S. Korean Drama, Film Productions Receive Mixed Q2 Results amid COVID-19 Pandemic

A scene from "Crash Landing On You." (image: tvN)

A scene from “Crash Landing On You.” (image: tvN)

SEOUL, Aug. 12 (Korea Bizwire)South Korea’s major entertainment firms have posted mixed earnings reports for the second quarter, as the novel coronavirus pandemic has had a disproportionate impact on each sector.

Studio Dragon, a drama production company owned by entertainment giant CJ ENM, seems to be the biggest winner for the April-June period, during which people were asked to stay at home and enjoyed TV shows or binge-watched Netflix.

Its sales reached 161.4 billion won (US$136.1 million) for the April-June period, up 25.9 percent from a year earlier.

Its operating profit soared 56.3 percent on-year to 16.9 billion won, and its net profit surged 82.1 percent on-year to 13.4 billion won.

The company said the strong bottom line was led by brisk overseas sales of its hit dramas, like “Crash Landing On You,” “The King: Eternal Monarch” and “It’s Okay to Not Be Okay.”

It earned 59.4 billion won from overseas sales over the three-month period, up 40.7 percent from a year ago.

On the other hand, its parent, CJ ENM, struggled with a sharp drop in sales from its filmmaking and distributing business, as the South Korean film industry experienced record-low audiences in spring.

According to a regulatory filing, CJ ENM logged 837.5 billion won in second-quarter sales, down 16.7 percent from a year earlier. Its operating profit also declined 16.1 percent on-year to 73.4 billion won.

In particular, sales of its film business plunged 81.5 percent on-year to 12.5 billion won, as nearly no film was released in the second quarter.

But CJ ENM said the COVID-19 pandemic helped its video-on-demand platform, tving, attract 66.2 percent more subscribers in the second quarter than the same period last year.

This file photo, taken on May 24, 2020, shows a relatively empty theater in Seoul. (Yonhap)

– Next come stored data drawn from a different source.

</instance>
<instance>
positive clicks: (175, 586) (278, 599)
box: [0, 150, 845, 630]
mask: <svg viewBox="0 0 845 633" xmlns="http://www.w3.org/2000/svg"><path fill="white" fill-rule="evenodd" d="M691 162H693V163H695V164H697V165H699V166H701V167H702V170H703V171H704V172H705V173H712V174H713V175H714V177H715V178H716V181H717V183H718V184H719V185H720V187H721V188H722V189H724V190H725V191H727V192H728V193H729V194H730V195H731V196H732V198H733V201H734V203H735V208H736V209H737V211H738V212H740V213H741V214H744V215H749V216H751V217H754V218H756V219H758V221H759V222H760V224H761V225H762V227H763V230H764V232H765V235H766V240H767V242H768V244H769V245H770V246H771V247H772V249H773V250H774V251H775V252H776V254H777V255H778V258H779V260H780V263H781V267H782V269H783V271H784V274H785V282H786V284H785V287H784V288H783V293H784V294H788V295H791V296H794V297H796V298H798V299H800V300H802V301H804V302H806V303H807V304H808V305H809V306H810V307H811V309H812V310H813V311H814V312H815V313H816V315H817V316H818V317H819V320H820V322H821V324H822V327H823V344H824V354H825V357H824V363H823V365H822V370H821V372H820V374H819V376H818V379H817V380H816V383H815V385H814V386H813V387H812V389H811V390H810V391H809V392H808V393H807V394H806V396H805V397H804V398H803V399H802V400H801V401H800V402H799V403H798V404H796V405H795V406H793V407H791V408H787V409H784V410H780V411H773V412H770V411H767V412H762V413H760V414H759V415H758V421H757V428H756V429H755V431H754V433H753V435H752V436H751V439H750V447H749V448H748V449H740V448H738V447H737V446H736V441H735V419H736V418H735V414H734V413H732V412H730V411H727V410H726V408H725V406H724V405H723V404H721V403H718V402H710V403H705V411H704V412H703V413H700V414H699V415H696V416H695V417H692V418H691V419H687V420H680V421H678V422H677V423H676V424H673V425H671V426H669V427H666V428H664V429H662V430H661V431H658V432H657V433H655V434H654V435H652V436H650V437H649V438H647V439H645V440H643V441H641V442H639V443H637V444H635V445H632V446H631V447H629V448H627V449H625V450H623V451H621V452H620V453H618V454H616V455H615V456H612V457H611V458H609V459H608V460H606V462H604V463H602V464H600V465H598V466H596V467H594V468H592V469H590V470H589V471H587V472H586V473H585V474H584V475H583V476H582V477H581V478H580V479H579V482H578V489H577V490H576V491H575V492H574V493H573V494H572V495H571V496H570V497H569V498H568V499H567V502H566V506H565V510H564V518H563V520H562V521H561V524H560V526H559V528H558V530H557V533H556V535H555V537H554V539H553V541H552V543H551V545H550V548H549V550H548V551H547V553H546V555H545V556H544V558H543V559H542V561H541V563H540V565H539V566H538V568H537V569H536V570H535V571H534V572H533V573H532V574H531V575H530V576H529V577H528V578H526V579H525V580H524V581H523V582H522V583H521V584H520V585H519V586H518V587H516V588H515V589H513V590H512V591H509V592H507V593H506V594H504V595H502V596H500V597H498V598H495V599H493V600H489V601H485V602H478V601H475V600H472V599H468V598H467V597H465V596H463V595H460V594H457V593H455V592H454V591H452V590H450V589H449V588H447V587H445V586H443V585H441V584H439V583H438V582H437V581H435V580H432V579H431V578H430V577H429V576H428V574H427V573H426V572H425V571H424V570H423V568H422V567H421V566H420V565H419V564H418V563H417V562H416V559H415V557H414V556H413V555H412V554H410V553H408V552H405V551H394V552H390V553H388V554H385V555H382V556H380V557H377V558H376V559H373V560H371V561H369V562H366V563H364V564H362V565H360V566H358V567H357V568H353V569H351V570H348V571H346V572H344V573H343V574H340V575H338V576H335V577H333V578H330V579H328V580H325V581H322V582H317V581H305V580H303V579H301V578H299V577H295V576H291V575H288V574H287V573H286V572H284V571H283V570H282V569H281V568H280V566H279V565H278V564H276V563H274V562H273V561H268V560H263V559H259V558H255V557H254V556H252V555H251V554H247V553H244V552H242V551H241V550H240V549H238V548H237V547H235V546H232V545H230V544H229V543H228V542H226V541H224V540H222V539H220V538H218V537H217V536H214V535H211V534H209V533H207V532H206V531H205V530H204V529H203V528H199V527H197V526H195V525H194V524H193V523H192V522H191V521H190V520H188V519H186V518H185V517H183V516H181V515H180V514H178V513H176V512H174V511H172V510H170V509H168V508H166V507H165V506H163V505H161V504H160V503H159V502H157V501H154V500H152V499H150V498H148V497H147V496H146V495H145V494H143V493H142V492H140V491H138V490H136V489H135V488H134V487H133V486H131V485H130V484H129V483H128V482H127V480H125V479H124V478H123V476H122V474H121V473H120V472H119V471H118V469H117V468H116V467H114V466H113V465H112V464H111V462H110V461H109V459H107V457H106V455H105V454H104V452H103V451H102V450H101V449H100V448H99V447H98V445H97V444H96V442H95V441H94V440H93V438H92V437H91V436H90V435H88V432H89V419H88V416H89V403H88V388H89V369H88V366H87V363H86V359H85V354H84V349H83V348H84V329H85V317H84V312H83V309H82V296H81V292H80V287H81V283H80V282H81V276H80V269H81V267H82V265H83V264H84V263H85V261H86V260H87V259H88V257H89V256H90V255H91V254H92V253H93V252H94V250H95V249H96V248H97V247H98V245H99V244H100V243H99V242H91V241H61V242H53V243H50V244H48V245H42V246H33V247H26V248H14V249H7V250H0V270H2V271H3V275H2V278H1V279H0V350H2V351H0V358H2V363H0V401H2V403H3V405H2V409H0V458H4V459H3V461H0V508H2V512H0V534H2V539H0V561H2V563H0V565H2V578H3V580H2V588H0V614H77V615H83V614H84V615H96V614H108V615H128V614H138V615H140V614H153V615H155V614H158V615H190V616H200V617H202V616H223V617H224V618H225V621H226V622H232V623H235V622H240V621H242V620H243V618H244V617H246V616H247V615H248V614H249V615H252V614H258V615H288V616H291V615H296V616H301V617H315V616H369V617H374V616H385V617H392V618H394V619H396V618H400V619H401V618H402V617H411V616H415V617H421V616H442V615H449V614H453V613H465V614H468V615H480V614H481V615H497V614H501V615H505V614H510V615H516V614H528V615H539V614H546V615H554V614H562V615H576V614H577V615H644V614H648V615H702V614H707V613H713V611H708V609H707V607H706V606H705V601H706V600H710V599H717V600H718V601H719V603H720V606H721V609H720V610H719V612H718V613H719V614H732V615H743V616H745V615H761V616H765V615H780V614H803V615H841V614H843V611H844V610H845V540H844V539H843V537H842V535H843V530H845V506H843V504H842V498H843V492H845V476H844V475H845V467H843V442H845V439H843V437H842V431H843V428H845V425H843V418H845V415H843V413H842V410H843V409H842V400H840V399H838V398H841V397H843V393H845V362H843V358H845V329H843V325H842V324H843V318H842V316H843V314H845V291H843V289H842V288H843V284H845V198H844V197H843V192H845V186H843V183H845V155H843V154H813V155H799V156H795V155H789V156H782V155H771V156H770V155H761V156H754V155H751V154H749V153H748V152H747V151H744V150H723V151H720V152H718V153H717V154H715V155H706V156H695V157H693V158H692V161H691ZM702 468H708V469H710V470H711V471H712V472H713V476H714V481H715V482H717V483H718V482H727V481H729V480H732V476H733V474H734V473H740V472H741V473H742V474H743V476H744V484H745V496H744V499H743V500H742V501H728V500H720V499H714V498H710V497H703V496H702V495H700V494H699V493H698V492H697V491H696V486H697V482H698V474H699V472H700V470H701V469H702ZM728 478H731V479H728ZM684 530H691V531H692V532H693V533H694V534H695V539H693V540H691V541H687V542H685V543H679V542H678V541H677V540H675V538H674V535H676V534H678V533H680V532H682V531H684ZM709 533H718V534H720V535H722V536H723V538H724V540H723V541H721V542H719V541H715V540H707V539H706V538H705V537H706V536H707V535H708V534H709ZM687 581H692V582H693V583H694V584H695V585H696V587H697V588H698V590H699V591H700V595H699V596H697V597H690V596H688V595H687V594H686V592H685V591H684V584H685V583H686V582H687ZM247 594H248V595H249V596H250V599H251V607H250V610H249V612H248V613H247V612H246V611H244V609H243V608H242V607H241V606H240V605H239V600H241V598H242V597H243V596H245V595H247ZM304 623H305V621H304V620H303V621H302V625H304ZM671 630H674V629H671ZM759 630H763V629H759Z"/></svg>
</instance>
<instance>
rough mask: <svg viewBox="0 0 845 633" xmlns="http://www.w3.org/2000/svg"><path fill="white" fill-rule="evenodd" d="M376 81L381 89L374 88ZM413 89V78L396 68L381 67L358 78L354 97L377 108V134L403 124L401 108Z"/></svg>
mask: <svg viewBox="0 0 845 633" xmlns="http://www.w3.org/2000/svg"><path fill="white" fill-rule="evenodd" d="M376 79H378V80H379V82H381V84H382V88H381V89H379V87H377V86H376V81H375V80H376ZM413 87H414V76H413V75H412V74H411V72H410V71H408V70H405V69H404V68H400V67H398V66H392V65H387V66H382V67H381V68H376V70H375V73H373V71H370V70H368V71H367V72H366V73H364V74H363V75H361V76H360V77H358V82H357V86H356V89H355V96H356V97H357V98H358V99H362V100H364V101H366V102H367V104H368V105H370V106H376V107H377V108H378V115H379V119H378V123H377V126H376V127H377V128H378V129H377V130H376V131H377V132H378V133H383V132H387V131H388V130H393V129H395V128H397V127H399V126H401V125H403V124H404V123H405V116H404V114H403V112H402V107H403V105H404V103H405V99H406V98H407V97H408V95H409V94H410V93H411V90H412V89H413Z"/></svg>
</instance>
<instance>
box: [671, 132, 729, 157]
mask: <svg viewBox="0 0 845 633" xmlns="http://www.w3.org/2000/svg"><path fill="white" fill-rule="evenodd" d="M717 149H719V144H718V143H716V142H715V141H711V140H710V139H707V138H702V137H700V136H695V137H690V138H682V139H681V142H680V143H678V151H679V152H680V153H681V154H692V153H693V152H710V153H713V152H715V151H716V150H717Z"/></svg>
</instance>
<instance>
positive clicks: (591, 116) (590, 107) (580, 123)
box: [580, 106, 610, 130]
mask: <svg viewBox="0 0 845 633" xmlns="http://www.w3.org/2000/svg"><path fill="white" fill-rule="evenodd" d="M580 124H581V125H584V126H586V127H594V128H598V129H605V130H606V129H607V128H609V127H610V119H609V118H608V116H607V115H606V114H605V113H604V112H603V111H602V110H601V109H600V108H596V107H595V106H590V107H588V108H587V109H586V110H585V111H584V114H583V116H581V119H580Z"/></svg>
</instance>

This file photo, taken on May 24, 2020, shows a relatively empty theater in Seoul. (Yonhap)

Meanwhile, CJ CGV, CJ Group’s multiplex chain operating unit, has gone through the lowest of the low in the three months through June.

Its second-quarter sales plunged 91.4 percent on-year to 41.6 billion won, with an operating loss of 130.5 billion won, turning from an operating profit of 23.5 billion won.

J Contentree, which owns Megabox, one of the country’s three largest multiplex chains, also swung to a net operating loss of 14.2 billion won. Its sales sank 41.8 percent on-year to 75.3 billion won.

Due to virus fears, the number of monthly moviegoers hit rock bottom in April with an all-time low of 970,000, and rose slightly to 1.53 million in May and 3.86 million in June.

CJ CGV and Megabox have adopted belt-tightening policies, including closures of theaters and layoffs, to deal with a financial crunch.

Experts said the South Korean entertainment sector, especially the film industry, will rebound in the third quarter, as the country has handled the spread of COVID-19 well, and summer blockbusters, like the zombie action film “Peninsula,” have contributed to luring moviegoers to theaters.

“The worst crisis seems to be over, but there are still uncertainties,” said analyst Choi Min-ha from Samsung Securities. “Their efforts to streamline business management will likely play a role in turning around in the coming months.”